Federal standards requiring states find ways of delivering care to Medicaid enrollees in home and community-based settings will take effect in 2022 instead of 2019, the Centers for Medicare & Medicaid Services announced this week.

The standards were set by an Obama administration rule adopted in 2014 that governs where more than 3 million Medicaid enrollees get care.

Among other things, the rule requires states to provide opportunities for enrollees to engage in community life, control their own money and seek employment in competitive settings. It also ensures that enrollees in group homes and other residential settings get more privacy and housing choices that include places where non-disabled people live.

Matt Salo, executive director of the National Association of Medicaid Directors, applauded the delay.

“We have long been on record saying that the regulation was hopelessly unrealistic in its time frame,” he said. “Delaying it actually helps consumers because the underlying regulation was going to push too many changes too fast into a system that wasn’t ready.”

The Obama administration’s 2014 rule was an effort to create a federal standard to improve the quality of care that the disabled receive outside institutions.

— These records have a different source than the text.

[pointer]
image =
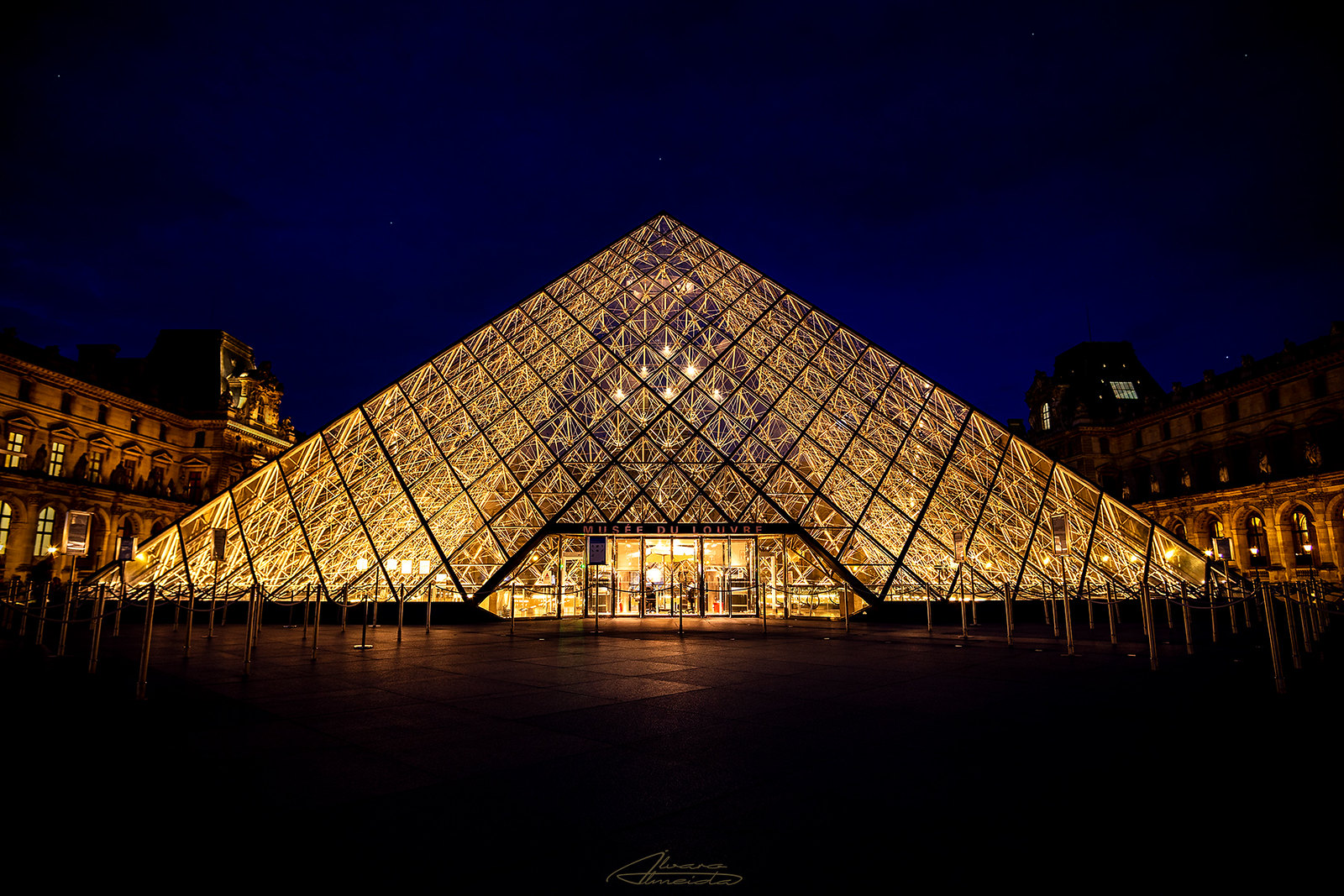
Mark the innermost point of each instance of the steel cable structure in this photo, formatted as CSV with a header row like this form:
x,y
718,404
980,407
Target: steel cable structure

Some states had tried ― and struggled ― to make changes on their own, partly due to a lack of funding and political difficulties of changing deeply-entrenched relationships with providers.

Some had, for instance, forced providers to change longstanding operations at group homes and so-called sheltered workshops such as Goodwill Industries where disabled people often work apart from other employees, performing menial tasks for less than minimum wage.

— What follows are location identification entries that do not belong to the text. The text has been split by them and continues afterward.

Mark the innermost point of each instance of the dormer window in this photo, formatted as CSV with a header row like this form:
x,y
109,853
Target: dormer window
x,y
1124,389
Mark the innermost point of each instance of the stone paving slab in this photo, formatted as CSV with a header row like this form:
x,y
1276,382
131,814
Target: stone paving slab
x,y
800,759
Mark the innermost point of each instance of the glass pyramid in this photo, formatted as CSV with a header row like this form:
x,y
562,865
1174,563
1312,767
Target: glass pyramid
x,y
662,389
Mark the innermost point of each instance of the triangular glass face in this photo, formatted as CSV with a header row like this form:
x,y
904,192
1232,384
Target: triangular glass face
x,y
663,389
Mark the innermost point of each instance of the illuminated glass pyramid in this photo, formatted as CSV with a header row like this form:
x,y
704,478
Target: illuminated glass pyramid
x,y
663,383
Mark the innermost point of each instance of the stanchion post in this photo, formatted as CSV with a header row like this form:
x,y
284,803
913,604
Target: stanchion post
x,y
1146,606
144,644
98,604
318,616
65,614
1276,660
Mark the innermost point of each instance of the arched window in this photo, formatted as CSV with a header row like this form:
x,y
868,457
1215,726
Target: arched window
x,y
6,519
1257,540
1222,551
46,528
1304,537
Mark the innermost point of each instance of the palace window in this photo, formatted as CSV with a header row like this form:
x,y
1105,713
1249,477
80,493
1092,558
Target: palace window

Helping disabled people find work in places where they are not segregated costs states more money, said Gary Blumenthal, CEO of the Association of Developmental Disabilities Providers.

The delay in implementing the federal rule is “a victory for the status quo and for states reluctant to embrace the [new standards],” he said.

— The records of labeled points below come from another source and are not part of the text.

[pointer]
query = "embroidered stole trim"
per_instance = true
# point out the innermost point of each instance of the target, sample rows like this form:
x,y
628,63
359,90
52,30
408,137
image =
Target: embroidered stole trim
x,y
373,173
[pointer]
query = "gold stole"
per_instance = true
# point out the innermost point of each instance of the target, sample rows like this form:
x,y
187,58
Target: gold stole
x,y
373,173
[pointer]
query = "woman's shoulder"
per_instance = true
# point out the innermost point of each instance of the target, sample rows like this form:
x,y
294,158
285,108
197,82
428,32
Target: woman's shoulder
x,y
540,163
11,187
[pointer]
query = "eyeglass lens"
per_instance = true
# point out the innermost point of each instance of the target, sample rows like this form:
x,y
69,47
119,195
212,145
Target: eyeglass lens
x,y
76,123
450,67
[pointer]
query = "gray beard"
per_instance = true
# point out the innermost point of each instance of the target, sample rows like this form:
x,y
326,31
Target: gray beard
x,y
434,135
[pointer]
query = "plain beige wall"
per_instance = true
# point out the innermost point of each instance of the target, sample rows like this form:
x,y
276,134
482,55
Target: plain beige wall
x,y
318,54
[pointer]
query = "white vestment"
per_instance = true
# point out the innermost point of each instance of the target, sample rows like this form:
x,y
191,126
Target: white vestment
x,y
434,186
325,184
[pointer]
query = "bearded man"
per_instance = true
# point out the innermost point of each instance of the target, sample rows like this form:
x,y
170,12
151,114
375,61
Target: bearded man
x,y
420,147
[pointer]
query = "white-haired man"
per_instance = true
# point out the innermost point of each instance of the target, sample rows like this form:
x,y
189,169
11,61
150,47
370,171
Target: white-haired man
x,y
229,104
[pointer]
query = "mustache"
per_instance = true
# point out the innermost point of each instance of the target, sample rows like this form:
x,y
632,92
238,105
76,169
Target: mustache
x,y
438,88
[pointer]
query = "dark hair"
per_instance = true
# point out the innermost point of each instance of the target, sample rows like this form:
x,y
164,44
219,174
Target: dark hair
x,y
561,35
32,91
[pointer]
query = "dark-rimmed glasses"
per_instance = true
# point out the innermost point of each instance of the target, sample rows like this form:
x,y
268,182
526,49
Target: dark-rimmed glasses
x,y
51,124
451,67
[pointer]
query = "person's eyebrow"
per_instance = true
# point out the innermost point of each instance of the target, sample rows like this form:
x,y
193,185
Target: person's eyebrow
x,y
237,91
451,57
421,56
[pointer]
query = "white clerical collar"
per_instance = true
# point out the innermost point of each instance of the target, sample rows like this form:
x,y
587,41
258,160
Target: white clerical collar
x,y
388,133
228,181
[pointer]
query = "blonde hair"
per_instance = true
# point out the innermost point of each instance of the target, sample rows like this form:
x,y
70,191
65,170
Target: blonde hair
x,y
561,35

States spent several years fighting the new rules during the Obama administration and that slowed their planning, said Elizabeth Priaulx, senior legal specialist with the National Disability Rights Network. She noted states were under pressure from nursing homes and for-profit group homes to resist the changes.

“It is unfortunate the delay had to occur,” but many states were not ready, she said.

The new rule also directs states and providers to reconfigure existing community settings such as group homes to ensure that people will have more privacy. “Without these dollars it’s difficult to change the system,” Blumenthal said.